DRACO: I know Zara. Wait.....
(Shouts in rage after Realizing Zara's words )
qu'est-ce que tu veux dire par bébé c'est clairement Moi qui suis né le premier ?? (what the hell do you mean by baby it was me who was born first).
ZARA: So.
DRACO: Je suis l'aîné (I'm the eldest)
ZARA: Only 3 minutes different. Humph (Zara and Draco looked at each other in cold glare and suddenly laughed.)
PANSY: Can anyone explain what's happening?
DRACO: Nothing Pansy, we just discussing who was born first.
ZARA: Yeah, and it was Furet who was born first.
(Pansy, Theo, and Blasie were speechless for a second and laughed. Maratha and Astoria were confused.)
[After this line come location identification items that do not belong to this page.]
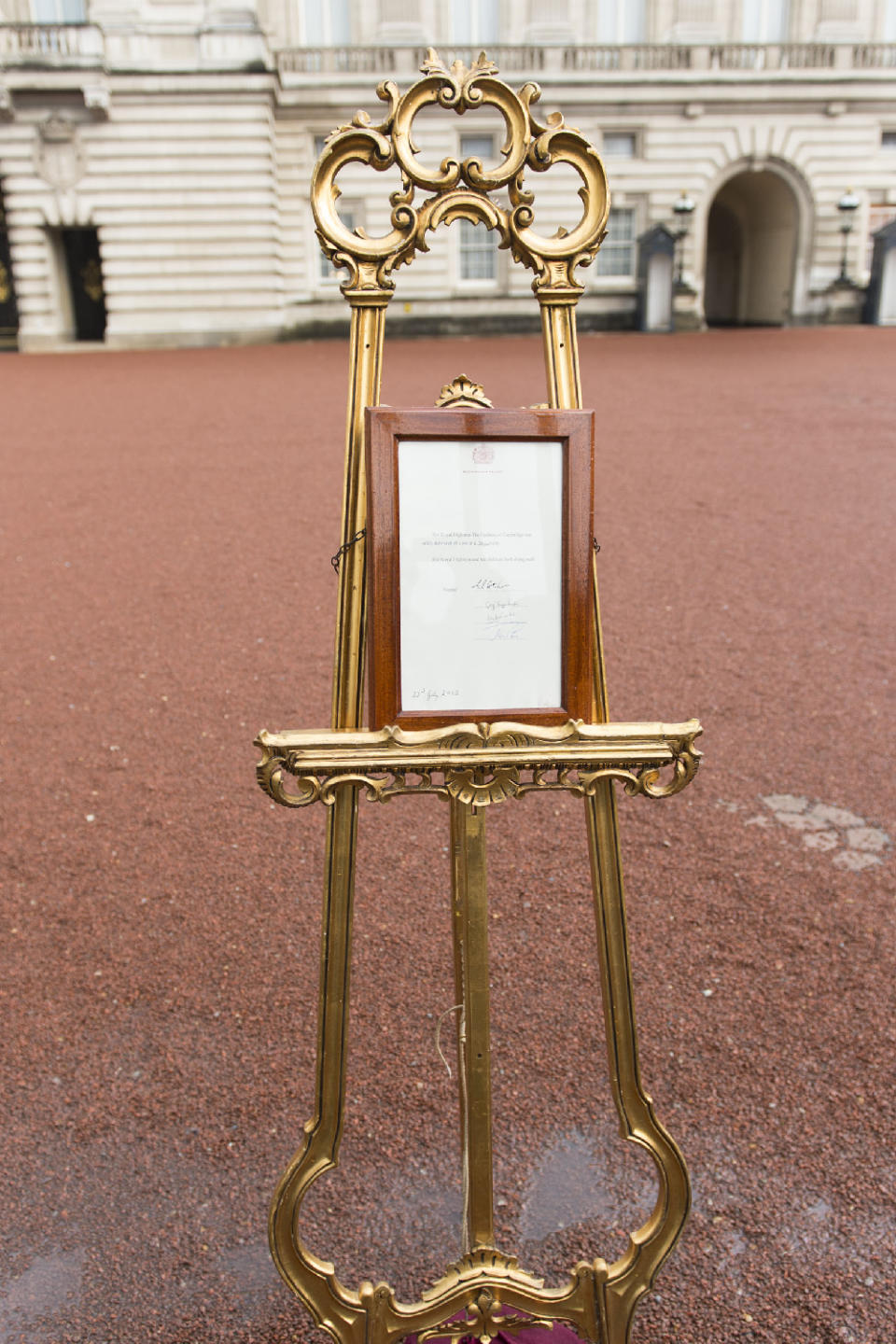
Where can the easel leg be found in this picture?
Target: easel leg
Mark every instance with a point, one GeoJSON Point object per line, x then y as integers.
{"type": "Point", "coordinates": [633, 1274]}
{"type": "Point", "coordinates": [469, 921]}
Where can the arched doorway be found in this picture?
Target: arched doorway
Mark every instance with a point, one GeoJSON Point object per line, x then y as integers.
{"type": "Point", "coordinates": [751, 252]}
{"type": "Point", "coordinates": [8, 307]}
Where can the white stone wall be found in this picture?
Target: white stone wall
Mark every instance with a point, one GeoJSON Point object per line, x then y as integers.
{"type": "Point", "coordinates": [186, 134]}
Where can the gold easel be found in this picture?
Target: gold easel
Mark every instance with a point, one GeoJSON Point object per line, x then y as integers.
{"type": "Point", "coordinates": [471, 765]}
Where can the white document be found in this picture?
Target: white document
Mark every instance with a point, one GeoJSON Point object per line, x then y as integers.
{"type": "Point", "coordinates": [480, 573]}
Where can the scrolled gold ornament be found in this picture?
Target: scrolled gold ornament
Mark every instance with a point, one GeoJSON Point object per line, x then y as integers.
{"type": "Point", "coordinates": [461, 189]}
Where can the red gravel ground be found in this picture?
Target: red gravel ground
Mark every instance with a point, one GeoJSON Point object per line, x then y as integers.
{"type": "Point", "coordinates": [167, 528]}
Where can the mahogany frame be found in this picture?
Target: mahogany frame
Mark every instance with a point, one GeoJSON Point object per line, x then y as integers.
{"type": "Point", "coordinates": [385, 427]}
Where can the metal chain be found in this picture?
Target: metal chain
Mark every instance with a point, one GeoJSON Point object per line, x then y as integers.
{"type": "Point", "coordinates": [344, 547]}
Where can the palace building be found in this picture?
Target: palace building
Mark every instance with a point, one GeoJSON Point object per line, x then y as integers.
{"type": "Point", "coordinates": [156, 159]}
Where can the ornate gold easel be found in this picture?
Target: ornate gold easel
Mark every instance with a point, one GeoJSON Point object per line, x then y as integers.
{"type": "Point", "coordinates": [471, 765]}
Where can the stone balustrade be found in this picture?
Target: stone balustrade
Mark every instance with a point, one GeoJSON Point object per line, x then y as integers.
{"type": "Point", "coordinates": [51, 45]}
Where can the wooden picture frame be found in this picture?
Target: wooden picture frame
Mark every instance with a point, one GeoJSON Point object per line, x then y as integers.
{"type": "Point", "coordinates": [479, 542]}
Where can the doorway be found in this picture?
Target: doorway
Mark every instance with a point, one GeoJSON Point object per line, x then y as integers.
{"type": "Point", "coordinates": [8, 307]}
{"type": "Point", "coordinates": [83, 271]}
{"type": "Point", "coordinates": [751, 252]}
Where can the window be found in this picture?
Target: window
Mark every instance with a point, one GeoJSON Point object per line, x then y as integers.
{"type": "Point", "coordinates": [479, 245]}
{"type": "Point", "coordinates": [620, 144]}
{"type": "Point", "coordinates": [621, 21]}
{"type": "Point", "coordinates": [349, 211]}
{"type": "Point", "coordinates": [479, 252]}
{"type": "Point", "coordinates": [60, 11]}
{"type": "Point", "coordinates": [326, 23]}
{"type": "Point", "coordinates": [764, 21]}
{"type": "Point", "coordinates": [617, 250]}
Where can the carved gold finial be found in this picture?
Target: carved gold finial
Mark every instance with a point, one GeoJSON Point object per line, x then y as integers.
{"type": "Point", "coordinates": [462, 391]}
{"type": "Point", "coordinates": [459, 189]}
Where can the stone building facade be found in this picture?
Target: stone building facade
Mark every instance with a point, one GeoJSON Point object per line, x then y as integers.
{"type": "Point", "coordinates": [156, 156]}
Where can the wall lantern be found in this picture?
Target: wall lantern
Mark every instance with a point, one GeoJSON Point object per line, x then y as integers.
{"type": "Point", "coordinates": [682, 208]}
{"type": "Point", "coordinates": [847, 204]}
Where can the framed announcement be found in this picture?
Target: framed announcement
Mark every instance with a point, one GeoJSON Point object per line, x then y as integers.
{"type": "Point", "coordinates": [479, 540]}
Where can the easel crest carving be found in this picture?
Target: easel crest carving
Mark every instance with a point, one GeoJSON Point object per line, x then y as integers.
{"type": "Point", "coordinates": [485, 1291]}
{"type": "Point", "coordinates": [459, 189]}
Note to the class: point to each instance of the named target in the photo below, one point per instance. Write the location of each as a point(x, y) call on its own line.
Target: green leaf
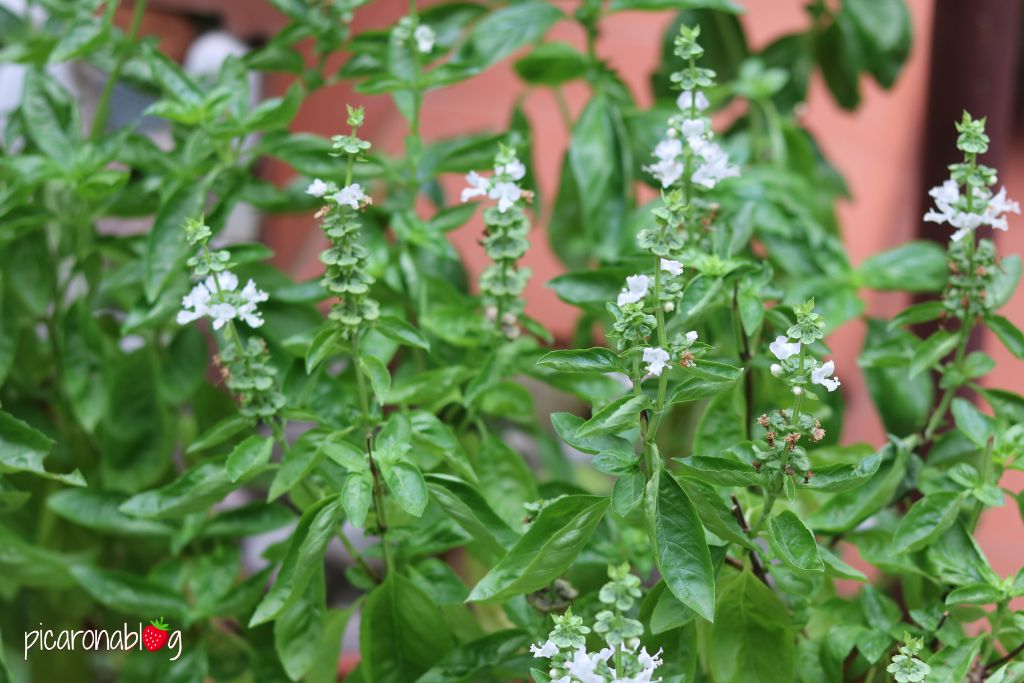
point(835, 566)
point(477, 659)
point(627, 493)
point(927, 520)
point(298, 631)
point(616, 416)
point(567, 426)
point(1004, 282)
point(502, 32)
point(82, 37)
point(406, 481)
point(846, 510)
point(274, 113)
point(380, 378)
point(841, 59)
point(836, 478)
point(551, 63)
point(356, 496)
point(975, 594)
point(752, 640)
point(597, 359)
point(304, 556)
point(506, 480)
point(704, 380)
point(42, 121)
point(470, 510)
point(976, 426)
point(903, 402)
point(915, 266)
point(402, 633)
point(721, 471)
point(794, 543)
point(195, 491)
point(1008, 333)
point(220, 432)
point(545, 551)
point(325, 344)
point(934, 349)
point(919, 312)
point(166, 248)
point(130, 594)
point(680, 549)
point(249, 457)
point(99, 511)
point(24, 449)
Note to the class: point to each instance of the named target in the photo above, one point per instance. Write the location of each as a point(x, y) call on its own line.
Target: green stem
point(985, 467)
point(103, 104)
point(378, 484)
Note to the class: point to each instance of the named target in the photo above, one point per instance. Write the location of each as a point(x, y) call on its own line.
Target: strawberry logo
point(155, 636)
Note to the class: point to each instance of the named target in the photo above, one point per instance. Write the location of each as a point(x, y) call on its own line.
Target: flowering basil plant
point(186, 431)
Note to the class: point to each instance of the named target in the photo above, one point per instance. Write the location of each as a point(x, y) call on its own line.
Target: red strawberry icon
point(155, 636)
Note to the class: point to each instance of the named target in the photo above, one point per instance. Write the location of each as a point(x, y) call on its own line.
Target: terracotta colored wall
point(877, 150)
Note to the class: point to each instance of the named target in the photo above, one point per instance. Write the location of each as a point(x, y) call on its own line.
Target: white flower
point(251, 296)
point(667, 171)
point(351, 195)
point(217, 298)
point(649, 660)
point(225, 281)
point(948, 201)
point(195, 305)
point(478, 185)
point(221, 313)
point(317, 187)
point(782, 348)
point(716, 164)
point(822, 375)
point(656, 358)
point(636, 290)
point(546, 651)
point(672, 267)
point(514, 169)
point(997, 206)
point(583, 667)
point(685, 100)
point(507, 195)
point(425, 38)
point(692, 128)
point(669, 148)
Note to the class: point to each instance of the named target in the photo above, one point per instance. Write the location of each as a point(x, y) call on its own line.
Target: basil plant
point(211, 471)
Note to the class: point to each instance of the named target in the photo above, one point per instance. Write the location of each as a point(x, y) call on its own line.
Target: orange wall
point(877, 150)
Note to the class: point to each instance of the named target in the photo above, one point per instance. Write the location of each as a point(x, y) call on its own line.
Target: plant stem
point(378, 484)
point(103, 104)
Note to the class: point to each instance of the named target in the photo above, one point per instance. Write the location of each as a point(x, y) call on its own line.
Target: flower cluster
point(965, 201)
point(905, 667)
point(506, 227)
point(688, 151)
point(503, 185)
point(623, 660)
point(345, 272)
point(246, 366)
point(420, 36)
point(788, 350)
point(217, 296)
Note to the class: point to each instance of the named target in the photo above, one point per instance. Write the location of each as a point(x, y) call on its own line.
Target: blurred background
point(966, 54)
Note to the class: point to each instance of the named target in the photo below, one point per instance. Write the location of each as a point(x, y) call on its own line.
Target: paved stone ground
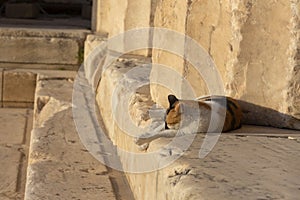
point(16, 125)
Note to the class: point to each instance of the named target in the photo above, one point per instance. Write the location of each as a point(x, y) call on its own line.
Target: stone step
point(41, 147)
point(41, 48)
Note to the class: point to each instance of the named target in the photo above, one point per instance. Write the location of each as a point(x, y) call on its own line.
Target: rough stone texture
point(252, 162)
point(213, 33)
point(293, 95)
point(1, 89)
point(125, 15)
point(43, 32)
point(22, 10)
point(263, 57)
point(91, 42)
point(248, 47)
point(9, 162)
point(12, 125)
point(39, 50)
point(100, 16)
point(16, 125)
point(59, 165)
point(174, 19)
point(18, 88)
point(238, 167)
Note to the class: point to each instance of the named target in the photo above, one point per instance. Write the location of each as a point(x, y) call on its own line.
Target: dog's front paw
point(143, 139)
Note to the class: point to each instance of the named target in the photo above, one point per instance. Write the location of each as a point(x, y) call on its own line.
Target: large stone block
point(169, 14)
point(39, 50)
point(22, 10)
point(262, 70)
point(18, 87)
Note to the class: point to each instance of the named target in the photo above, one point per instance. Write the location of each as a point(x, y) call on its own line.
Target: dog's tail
point(258, 115)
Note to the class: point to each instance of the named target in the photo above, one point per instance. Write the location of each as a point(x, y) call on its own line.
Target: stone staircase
point(41, 154)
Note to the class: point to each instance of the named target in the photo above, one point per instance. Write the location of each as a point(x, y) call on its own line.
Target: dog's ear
point(172, 99)
point(177, 107)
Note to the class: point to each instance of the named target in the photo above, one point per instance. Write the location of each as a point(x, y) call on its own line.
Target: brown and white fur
point(204, 106)
point(192, 116)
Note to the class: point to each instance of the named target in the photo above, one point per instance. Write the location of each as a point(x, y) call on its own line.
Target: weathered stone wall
point(253, 44)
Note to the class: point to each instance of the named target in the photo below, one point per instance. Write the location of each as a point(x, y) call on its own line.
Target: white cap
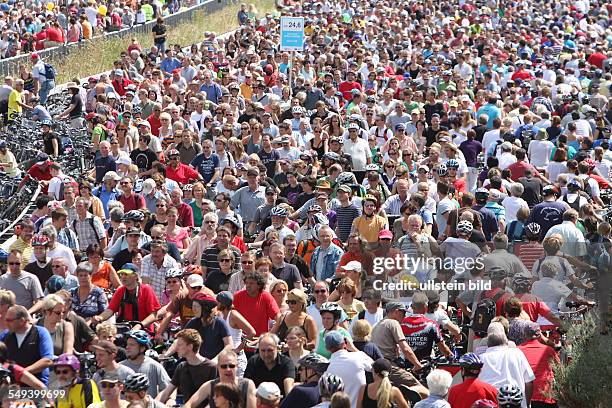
point(195, 280)
point(268, 391)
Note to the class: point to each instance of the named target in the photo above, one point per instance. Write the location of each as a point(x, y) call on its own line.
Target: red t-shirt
point(469, 391)
point(147, 303)
point(133, 202)
point(533, 306)
point(346, 88)
point(540, 358)
point(183, 174)
point(258, 310)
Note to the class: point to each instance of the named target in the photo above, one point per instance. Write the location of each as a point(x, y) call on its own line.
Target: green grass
point(98, 55)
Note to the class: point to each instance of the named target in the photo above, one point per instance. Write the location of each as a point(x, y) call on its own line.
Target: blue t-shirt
point(45, 350)
point(213, 335)
point(547, 214)
point(206, 165)
point(103, 166)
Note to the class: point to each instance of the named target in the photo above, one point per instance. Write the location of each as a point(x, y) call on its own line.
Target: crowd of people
point(28, 26)
point(309, 229)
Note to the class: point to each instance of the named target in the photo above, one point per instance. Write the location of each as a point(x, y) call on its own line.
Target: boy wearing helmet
point(138, 343)
point(464, 395)
point(79, 393)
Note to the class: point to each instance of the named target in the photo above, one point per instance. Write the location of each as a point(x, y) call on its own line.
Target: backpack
point(485, 311)
point(50, 72)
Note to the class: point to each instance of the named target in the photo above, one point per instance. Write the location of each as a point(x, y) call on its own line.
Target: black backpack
point(485, 311)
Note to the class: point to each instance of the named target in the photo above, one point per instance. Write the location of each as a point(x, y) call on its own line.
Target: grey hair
point(439, 382)
point(49, 232)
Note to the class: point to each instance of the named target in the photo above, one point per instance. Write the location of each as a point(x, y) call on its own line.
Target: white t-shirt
point(539, 152)
point(359, 152)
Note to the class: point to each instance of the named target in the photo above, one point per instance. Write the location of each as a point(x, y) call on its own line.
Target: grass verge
point(98, 55)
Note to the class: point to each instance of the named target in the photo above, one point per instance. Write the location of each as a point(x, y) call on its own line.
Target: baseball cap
point(147, 186)
point(107, 346)
point(345, 188)
point(132, 231)
point(385, 234)
point(391, 306)
point(333, 339)
point(352, 266)
point(111, 175)
point(195, 281)
point(128, 268)
point(42, 158)
point(225, 298)
point(268, 391)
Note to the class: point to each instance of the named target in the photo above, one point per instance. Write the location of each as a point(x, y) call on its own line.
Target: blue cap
point(333, 340)
point(55, 283)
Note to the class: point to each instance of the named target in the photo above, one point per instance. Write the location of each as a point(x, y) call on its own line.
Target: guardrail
point(10, 66)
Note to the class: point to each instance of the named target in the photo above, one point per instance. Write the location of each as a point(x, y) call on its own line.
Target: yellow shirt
point(76, 397)
point(14, 97)
point(369, 229)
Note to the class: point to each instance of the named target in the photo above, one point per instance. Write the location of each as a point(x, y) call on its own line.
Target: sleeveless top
point(236, 334)
point(243, 386)
point(367, 401)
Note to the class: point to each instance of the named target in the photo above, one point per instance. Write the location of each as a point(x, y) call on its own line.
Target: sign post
point(292, 39)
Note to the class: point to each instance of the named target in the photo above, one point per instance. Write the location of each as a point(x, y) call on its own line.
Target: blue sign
point(292, 33)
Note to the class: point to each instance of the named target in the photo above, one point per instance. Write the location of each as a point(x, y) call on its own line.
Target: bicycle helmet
point(332, 156)
point(471, 361)
point(205, 300)
point(140, 336)
point(521, 282)
point(484, 404)
point(174, 273)
point(278, 211)
point(532, 229)
point(315, 231)
point(134, 215)
point(331, 307)
point(315, 208)
point(464, 227)
point(136, 382)
point(69, 360)
point(329, 384)
point(497, 273)
point(510, 395)
point(442, 170)
point(452, 164)
point(40, 240)
point(55, 283)
point(345, 178)
point(314, 361)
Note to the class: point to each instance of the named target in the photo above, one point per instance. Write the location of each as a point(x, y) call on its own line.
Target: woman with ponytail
point(380, 393)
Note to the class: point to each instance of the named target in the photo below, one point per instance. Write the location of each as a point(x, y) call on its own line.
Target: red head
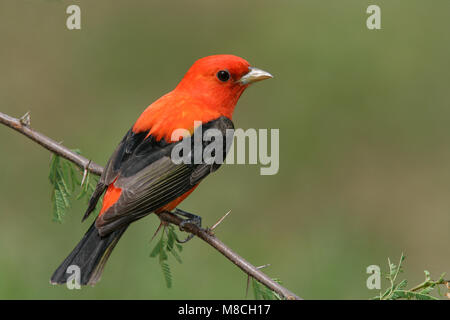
point(210, 89)
point(219, 81)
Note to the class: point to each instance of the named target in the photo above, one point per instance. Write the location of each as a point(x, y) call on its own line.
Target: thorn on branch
point(85, 173)
point(211, 230)
point(25, 120)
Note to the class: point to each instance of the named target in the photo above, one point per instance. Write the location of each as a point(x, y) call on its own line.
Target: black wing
point(149, 179)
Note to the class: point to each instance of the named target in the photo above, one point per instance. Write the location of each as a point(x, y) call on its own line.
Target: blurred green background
point(364, 140)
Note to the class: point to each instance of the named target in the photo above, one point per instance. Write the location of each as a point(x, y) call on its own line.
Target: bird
point(140, 177)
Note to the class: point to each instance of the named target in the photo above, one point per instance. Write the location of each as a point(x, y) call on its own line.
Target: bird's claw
point(191, 219)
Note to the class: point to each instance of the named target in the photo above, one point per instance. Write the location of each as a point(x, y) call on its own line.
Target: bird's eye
point(223, 75)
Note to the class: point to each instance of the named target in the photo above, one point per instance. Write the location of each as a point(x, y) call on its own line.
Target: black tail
point(90, 255)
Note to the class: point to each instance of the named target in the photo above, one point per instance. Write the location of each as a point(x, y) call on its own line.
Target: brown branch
point(84, 163)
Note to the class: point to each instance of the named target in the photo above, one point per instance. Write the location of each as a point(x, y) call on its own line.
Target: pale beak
point(254, 75)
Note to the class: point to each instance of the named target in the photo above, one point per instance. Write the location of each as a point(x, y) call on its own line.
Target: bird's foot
point(190, 219)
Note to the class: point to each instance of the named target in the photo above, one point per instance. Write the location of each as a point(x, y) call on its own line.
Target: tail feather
point(90, 255)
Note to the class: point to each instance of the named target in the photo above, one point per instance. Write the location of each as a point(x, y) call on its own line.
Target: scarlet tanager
point(140, 176)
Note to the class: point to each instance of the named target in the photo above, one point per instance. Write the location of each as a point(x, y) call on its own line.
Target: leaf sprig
point(166, 245)
point(65, 179)
point(398, 290)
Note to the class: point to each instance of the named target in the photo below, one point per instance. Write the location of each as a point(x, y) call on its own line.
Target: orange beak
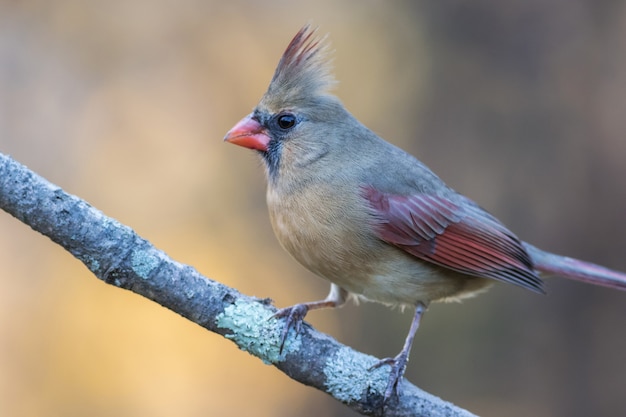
point(248, 133)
THEO: Di....did you just call him a ferret?
(asked as he laughed.)
ZARA: Duh, I'm serious if you try animagious Draco you will be a Ferret.
(Draco was red as a tomato as Maratha, Astoria also laughed as they understood. Before Draco could say anything a distant yell was heard and the group turned their attention towards the fifth and seventh-year Slytherins who were wearing Gryffindors uniforms.)